Chekov grinned. "I must try some after this."
"Good lad!"
Sulu was really kind of wishing he'd paid attention all those times when Chekov had volunteered to teach him how to hack doors and the like. He was watching Uhura do it the Starfleet way, since their lives up until joining the Enterprise had been rather more mundane than the rest of the crew.
Which was supposedly a good thing but only ended up being a pain in the ass when they needed to save Dr. McCoy, somehow capture Dr. Gain and preferably save the Federation in the process somewhere along the way.
Decisions, decisions.
Uhura let out a soft cry of delight and the door to the security department's surveillance room slid open. A quick scan of most major camera views showed that they were indeed beating McCoy in the ready room while Gain swanned about the bridge. Starc and Walker flanked her, almost grovelling at her feet.
"Bitch," Uhura hissed just as the ship jolted to a very violent, very unnatural and rather Enterprise-punishing halt. Uhura barely kept herself from pitching face-first into the console as Sulu cursed, arms waving wildly in an attempt to brace himself. "Take that," Uhura continued as if she had single-handedly stopped the ship herself.
Thankfully, the idiots stopped beating Dr. McCoy and ran out to consult with the crazy lady. Uhura pulled up the volume on low just in time to hear "search engineering! I want the saboteur found!"
Uhura sent Sulu a worried glance but he shook his head. "Scotty and Chekov aren't stupid. They won't get caught. We have to get to Dr. McCoy." Thankfully, the pilot knew one very useful computer trick that he had scammed off Chekov in an attempt to impress a tech-savvy girlfriend.
When Gain's men piled into the lift and the door shut, Sulu typed a long string of commands into the computer and watched in satisfaction as the elevator promptly rode to the very bottom level of the ship and opened. It would stay there on the garbage disposal floor until someone figured out how to unlock the elevator controls. That someone would have to be Chekov. Therefore, Gain's men weren't going anywhere.
Hypothetically.
Assuming Gain wasn't as clever as Chekov.
Sulu could always hope.
"Well laddie, do we sit here now that they've missed us or do we go adventuring?" Scotty had cooled off significantly after a short time in the still room although the temptation to sample his latest micro-brew was growing overwhelming.

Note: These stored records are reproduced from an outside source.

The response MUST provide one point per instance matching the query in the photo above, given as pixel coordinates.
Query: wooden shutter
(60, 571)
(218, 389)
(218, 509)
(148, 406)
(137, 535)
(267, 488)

Chekov picked up a few extra tools that Scotty had been using to adjust the still and popped on the portable plasma-torch. "Obwiously ve go help Sulu and Uhura!"
"Agreed! Where to first?"
Chekov thought for a moment.
"Perhaps ve should flood de bridge with a sleeping agent?"
Scotty thumped the thin young man on the shoulder. "That's what I like to see, initative! All right, first we'll need to stop off at Ensign S'mth's station, the laddie's measuring the effects of various gasses on the warp cores. He's got sommat in there for us to use."
"And I vill pick up a fan and piping. Meet you at the wentilation shaft in five?"
"Make it three."
Sulu had left Uhura in the surveillance room so she could warn him away from the thugs. Luckily, security liked Sulu and had given him both the combination and thumb print access for the sword cabinet and now he was satisfactorily armed.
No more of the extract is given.